Assured Multicore Partitioning for FACE Systems

Alex Wilson (Wind River) and Steven H. VanderLeest (Rapita)

2020-11-10

Our previous blog identified the benefits of partitioning and explored assurance of partitioning on a single core. In this fourth blog of the series, we continue with the topic of partitioning, but now with a focus on multicore processors. Avionics system designers and integrators designing to the FACE standard are adopting the MultiCore Processor (MCP) to meet future performance demands. MCP provides the avionics industry with a platform that can provide greater performance in a lower footprint, translating to systems with lower Size, Weight, and Power (SWaP). Regardless of these benefits, OEMs in the avionics industry are pressured to adopt MCP technology when making upgrades to replace legacy single-core designs because nearly every new processor on the market today is based on multicore technology. The benefits of partitioning still hold even when implemented on an MCP, including portability, modularity, reduced integration effort, and reduced certification effort (due to incremental and compartmentalized assurance). However, MCP also introduces additional complexity in implementation and certification. System integrators need guidance on how to be successful.

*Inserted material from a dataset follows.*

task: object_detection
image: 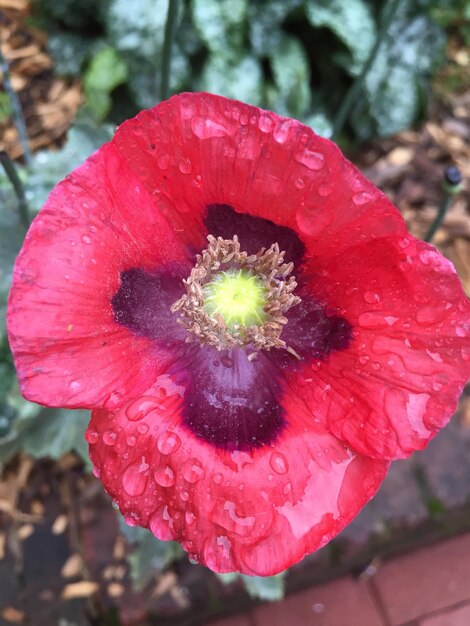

Guidance for Assurance of Multicore Systems

DO-178C, DO-297, and ARINC 653 were all written in the context of single core processors, so the introduction and use of MCP adds further complexity. The FAA's CAST-32A position paper was the first major publication to address DO-178C/ED-12C assurance for MCPs. This has since been superseded for projects certified with the European Union Safety Agency (EASA) in AMC 20-193 and for projects certified with the Federal Aviation Administration (FAA) in AC 20-193.

CAST-32A extends the partitioning concept for multicore processors “Robust Time Partitioning (on an MCP) is achieved when, as a result of mitigating the time interference between partitions hosted on different cores, no software partition consumes more than its allocation of execution time on the core(s) on which it executes, irrespective of whether partitions are executing on none of the other active cores or all of the other active cores.”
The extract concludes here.